By Keith Stahl
Marne didn’t believe that Geoff saw a buffalo in the woods behind the cemetery. He could tell because he got the same distracted I believe she always gave on Sunday mornings when he switched her over from the TV evangelists to NFL Today.
You can’t really believe this stuff.
She didn’t really.
He was going to come home and wrap Marne in a buffalo blanket. Believe me now? He could taste it. He’d sell the head to Mr. Duke, and Mr. Duke would hang it in the diner. Geoff would run specials: Bison Burger. Buffalo Stew. The Dispatch would interview Geoff, take pictures, full-color spread about bison making a comeback in Central New York. They’d beg for Geoff’s Buffaloaf recipe.
He’d sell it to them.
Geoff swatted at the bugs. Pointless. They hovered just beyond reach, biding their time, toying. He picked at a droning deer fly plugging his ear. They were brilliant, the way they got into his head. The woods were sick with them.
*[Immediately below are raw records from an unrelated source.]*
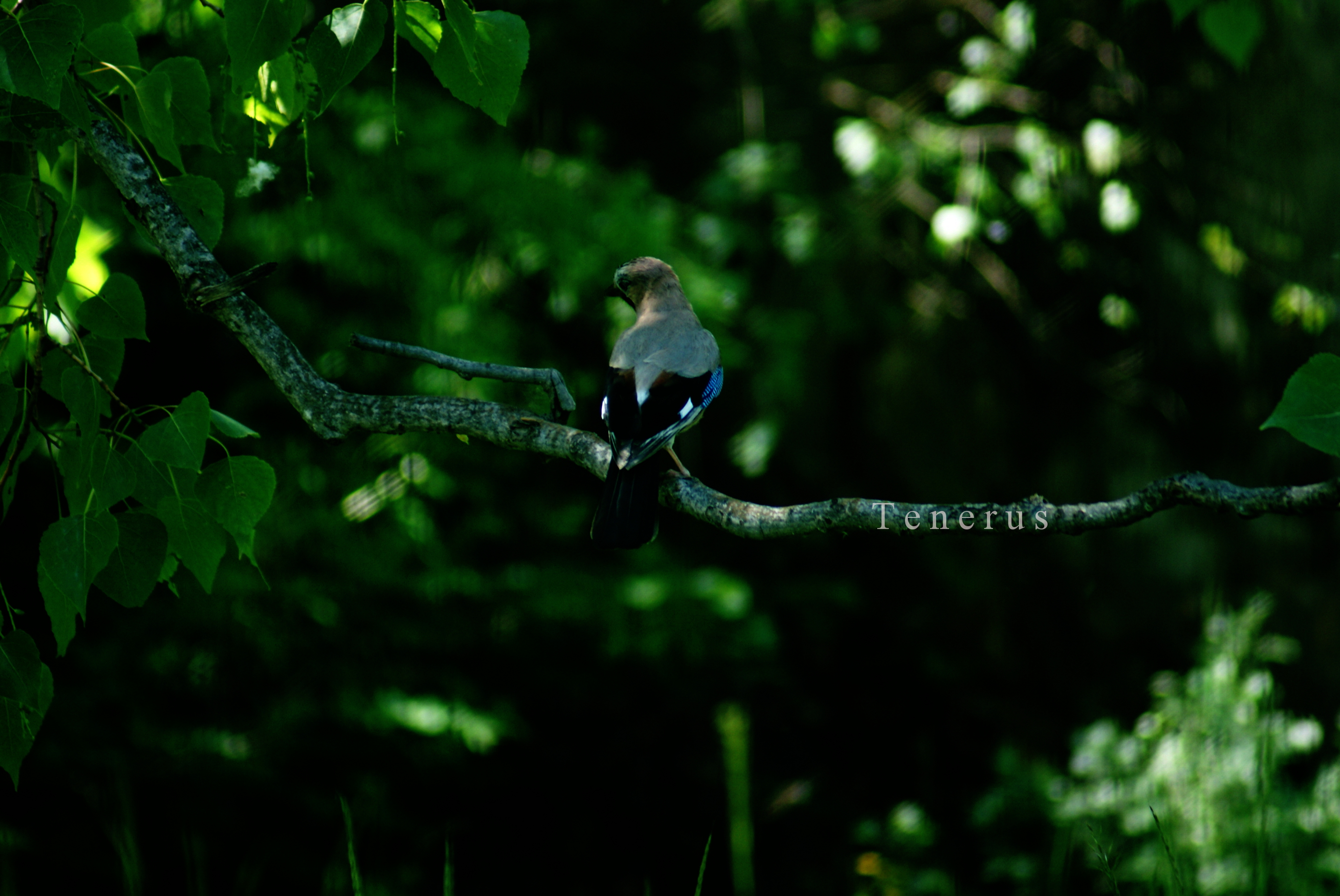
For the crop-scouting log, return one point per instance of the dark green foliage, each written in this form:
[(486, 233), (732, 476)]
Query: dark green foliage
[(118, 310), (26, 692), (344, 43), (133, 570), (259, 31), (38, 49), (1310, 410), (483, 66), (440, 646), (74, 551)]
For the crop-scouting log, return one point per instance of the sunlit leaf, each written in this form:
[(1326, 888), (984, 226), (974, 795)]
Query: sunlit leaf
[(230, 428), (419, 23), (180, 440), (280, 98), (1310, 410), (73, 552), (460, 16), (344, 43), (502, 46), (133, 570), (38, 47)]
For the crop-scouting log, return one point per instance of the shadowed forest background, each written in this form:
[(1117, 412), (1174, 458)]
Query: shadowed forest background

Geoff probed the muck, fingered his Croc, drew it out with a squishy slurp.
Marne had gotten so complicated. Like the mud that kept sucking off Geoff’s shoes.
Geoff and Marne once kissed on Kiss Cam. Why couldn’t it still be like that? Their boss at Applebee’s gave Geoff tickets for Inclusion Night at the Chief’s game. It won’t be a date, Geoff assured Marne. But everyone hooted, Broomhilda and The Mange! She didn’t say yes or no. She never said anything. She hardly left the dish cave. She snorted, sometimes, when Geoff dangled carrots from his nose, I am the walrus, goo goo g’joob. But after the shift, Marne was milling around Geoff’s truck like used furniture left on the curb, so he just put her in the cab. In the seventh inning, Geoff cocked his head to watch his own Jumbotronned face kissing Marne’s clenched lips. He lingered for the camera. Bugs were swarming the lights because they thought it was the sun, or something. The crowd went Ooooooo. Marne snorted. A freight train clacked by the left-field fence, and Geoff told Marne the diesel horn sounded like it was saying Hello. Marne said, “Hello.” Geoff put his arm around her chair, kept it there through the ninth inning. Even after it fell asleep.
The gloppy fire road was starting to smell like muggy sewage. People got hard-ons for nature. Why?
It was like Geoff didn’t know Marne anymore. He remembered looking forward to Marne’s face: He was jerking open this storage locker he had purchased at auction. It was dangling with dream catchers.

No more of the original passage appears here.